“毒!”

“好一條毒計!”

趙恒一掌拍在桌上。

把朝廷的案子,變成全天下人的生意!

這法子陰損到了極點,卻也有效到了極點!

李原江也是久久無言,他看著楊辰離開的背影,心中翻江倒海。

“陛下,此子……如一把無鞘利刃,用之,可傷敵,亦可傷己。”李原江的聲音有些幹澀。

趙恒卻大笑起來,“傷己?朕怕的,是這天下沒幾把能讓朕用的利刃!”

他站起身,走到窗邊,看著樓下熙熙攘攘的人群。

“你看到了嗎,原江,這就是人心。楊辰那小子,把它看透了。”

李原江心中一凜。

“朕倒是覺得,這小子要是配給夕霧,倒也不錯,你說呢?”

李原江的眼皮跳了一下。

這楊辰,怕是要一飛衝天了。

……

酒樓打烊,喧囂散去。

後院裏,穀雨正蹲在井邊,清洗著一天的碗碟。

月光灑在她身上,身影顯得有些單薄。

一個身影出現在她身後。

“姑娘。”

聲音溫和,卻讓穀雨渾身一僵,猛地回頭。

看清來人是那日李業成的父親,首輔大人?她連忙起身行禮,“首輔大人。”

李原江擺了擺手,示意她不必多禮。

他的目光落在穀雨那雙洗得發紅的手上,輕歎一聲。

“姑娘跟著楊辰,辛苦了。”

穀雨低下頭,“不辛苦,能跟著公子,是穀雨的福分。”

“福分?”李原江笑了,“一個普通人,能給你什麽福分?姑娘若是能入宮,或是嫁入大戶人家,才是真正的福氣。”

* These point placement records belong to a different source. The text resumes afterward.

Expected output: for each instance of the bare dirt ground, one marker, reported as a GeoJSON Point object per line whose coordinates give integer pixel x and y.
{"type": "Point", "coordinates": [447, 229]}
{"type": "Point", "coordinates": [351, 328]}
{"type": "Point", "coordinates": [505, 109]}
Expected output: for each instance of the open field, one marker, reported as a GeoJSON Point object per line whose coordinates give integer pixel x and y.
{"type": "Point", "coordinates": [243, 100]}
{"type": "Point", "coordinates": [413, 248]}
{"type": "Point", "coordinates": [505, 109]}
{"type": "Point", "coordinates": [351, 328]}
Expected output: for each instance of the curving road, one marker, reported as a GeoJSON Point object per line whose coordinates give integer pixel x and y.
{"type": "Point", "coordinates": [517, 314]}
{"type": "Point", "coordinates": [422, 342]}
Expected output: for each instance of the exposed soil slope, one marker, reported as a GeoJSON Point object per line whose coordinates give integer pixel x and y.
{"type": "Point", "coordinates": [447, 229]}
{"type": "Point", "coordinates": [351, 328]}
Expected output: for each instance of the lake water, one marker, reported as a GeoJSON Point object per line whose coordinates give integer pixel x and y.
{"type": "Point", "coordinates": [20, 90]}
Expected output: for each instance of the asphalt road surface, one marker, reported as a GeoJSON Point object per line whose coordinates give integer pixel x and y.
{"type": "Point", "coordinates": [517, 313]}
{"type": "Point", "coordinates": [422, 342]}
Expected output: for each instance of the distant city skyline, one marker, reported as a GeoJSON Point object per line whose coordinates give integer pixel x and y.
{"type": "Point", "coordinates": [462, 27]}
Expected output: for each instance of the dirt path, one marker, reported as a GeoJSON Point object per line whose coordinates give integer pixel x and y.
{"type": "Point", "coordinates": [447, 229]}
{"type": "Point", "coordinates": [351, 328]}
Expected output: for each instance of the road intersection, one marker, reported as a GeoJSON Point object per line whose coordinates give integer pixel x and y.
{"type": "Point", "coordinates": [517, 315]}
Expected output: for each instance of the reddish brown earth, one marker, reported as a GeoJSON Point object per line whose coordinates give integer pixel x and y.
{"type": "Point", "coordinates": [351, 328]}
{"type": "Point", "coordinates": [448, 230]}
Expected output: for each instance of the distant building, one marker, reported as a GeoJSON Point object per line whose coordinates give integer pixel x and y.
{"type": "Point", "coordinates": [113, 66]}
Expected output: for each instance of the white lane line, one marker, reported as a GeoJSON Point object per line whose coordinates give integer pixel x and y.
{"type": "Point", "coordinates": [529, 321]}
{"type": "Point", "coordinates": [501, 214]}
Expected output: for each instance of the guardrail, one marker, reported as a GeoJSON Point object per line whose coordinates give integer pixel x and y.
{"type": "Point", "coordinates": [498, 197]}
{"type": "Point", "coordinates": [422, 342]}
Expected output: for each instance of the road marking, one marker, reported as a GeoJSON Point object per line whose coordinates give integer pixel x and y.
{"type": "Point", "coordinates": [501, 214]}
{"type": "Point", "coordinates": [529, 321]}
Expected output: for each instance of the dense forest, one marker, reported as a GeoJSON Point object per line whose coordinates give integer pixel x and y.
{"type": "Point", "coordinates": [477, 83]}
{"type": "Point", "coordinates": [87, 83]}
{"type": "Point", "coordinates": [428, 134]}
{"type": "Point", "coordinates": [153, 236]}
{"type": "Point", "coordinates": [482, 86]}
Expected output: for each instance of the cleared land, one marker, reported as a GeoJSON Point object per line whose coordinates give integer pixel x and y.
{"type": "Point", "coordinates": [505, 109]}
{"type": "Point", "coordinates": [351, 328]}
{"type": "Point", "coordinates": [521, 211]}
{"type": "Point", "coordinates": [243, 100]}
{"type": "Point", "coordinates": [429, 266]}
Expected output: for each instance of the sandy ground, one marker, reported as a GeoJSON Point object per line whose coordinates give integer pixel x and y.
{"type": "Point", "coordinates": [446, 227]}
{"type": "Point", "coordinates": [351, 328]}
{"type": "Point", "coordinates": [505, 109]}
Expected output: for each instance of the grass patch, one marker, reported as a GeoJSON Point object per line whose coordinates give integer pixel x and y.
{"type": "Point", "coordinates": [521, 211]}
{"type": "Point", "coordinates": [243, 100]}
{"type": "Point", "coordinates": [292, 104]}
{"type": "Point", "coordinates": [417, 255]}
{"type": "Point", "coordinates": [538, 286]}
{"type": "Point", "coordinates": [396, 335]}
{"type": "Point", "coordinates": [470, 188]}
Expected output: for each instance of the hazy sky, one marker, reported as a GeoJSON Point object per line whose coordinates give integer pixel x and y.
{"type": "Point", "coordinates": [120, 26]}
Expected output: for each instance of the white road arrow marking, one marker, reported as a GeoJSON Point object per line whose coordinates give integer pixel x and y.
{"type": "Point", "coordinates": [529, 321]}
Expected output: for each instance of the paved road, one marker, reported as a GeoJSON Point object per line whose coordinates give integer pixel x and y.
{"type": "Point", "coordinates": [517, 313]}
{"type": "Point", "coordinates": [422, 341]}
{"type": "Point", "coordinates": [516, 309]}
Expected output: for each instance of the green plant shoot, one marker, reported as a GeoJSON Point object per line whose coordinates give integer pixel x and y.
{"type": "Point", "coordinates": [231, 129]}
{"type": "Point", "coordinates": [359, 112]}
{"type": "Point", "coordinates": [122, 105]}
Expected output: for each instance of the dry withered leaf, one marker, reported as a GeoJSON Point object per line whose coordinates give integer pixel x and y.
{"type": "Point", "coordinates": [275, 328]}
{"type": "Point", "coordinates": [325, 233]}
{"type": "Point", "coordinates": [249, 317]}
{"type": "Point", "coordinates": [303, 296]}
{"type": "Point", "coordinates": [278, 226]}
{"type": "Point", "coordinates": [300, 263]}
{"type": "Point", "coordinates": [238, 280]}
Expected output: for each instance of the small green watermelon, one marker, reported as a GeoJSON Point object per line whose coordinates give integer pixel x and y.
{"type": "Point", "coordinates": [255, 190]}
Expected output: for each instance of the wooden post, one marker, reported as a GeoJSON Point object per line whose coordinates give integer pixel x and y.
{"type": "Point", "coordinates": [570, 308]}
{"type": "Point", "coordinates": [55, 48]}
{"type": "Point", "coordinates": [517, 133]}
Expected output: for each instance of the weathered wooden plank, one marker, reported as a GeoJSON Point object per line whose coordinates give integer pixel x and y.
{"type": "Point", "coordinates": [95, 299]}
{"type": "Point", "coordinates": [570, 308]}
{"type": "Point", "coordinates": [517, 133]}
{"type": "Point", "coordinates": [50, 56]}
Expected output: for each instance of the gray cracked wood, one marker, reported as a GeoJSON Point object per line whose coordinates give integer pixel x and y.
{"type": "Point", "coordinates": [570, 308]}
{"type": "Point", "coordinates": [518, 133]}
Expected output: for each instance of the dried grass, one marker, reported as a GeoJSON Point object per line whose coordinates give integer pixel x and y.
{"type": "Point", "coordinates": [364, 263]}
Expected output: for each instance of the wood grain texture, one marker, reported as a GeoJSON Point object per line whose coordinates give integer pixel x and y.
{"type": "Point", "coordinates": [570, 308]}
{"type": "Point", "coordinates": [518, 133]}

穀雨的臉色白了白,猛地抬頭看著李原江,眼中滿是警惕。

“大人是什麽意思?”

“沒什麽意思。”李原江的語氣依舊溫和,“隻是覺得,楊辰那樣的天縱之才,屈居於這小小的酒樓,實在是可惜了。”

他看著穀雨,緩緩說道,“他本該是翱翔於九天的雄鷹,而不是困於池塘的錦鯉。”

“老夫今日來,是想請姑娘幫個忙。”

“請姑娘勸勸楊公子,讓他去參加科舉吧。”

“以他的才華,金榜題名,入朝為官,不過是探囊取物。”

“不管楊公子與你是什麽關係,姑娘若是真心為他好,就為他的前程想一想。”

李原江說完,轉身離去。

穀雨站在原地,月光下拉長的身影,一動不動。

……

回到租下的小院,楊辰送走了過來幫忙,順便蹭了頓飯的楊武。

楊武臨走前,還拍著胸脯保證,以後誰敢來登雲樓鬧事,他第一個打斷對方的腿。

楊辰笑著應了,關上院門。

回到屋裏,他從懷裏掏出厚厚一疊銀票,一張張鋪在桌上,借著燭光美滋滋地數了起來。

“一千兩,兩千兩……”

穀雨端著一盆熱水走進來,看到桌上的銀票,臉上也露出了笑容。

“公子,今天賺了好多。”

“這才哪到哪。”楊辰得意地晃了晃腦袋,“等咱們把分店開遍大業王朝,銀子會多得沒地方放。”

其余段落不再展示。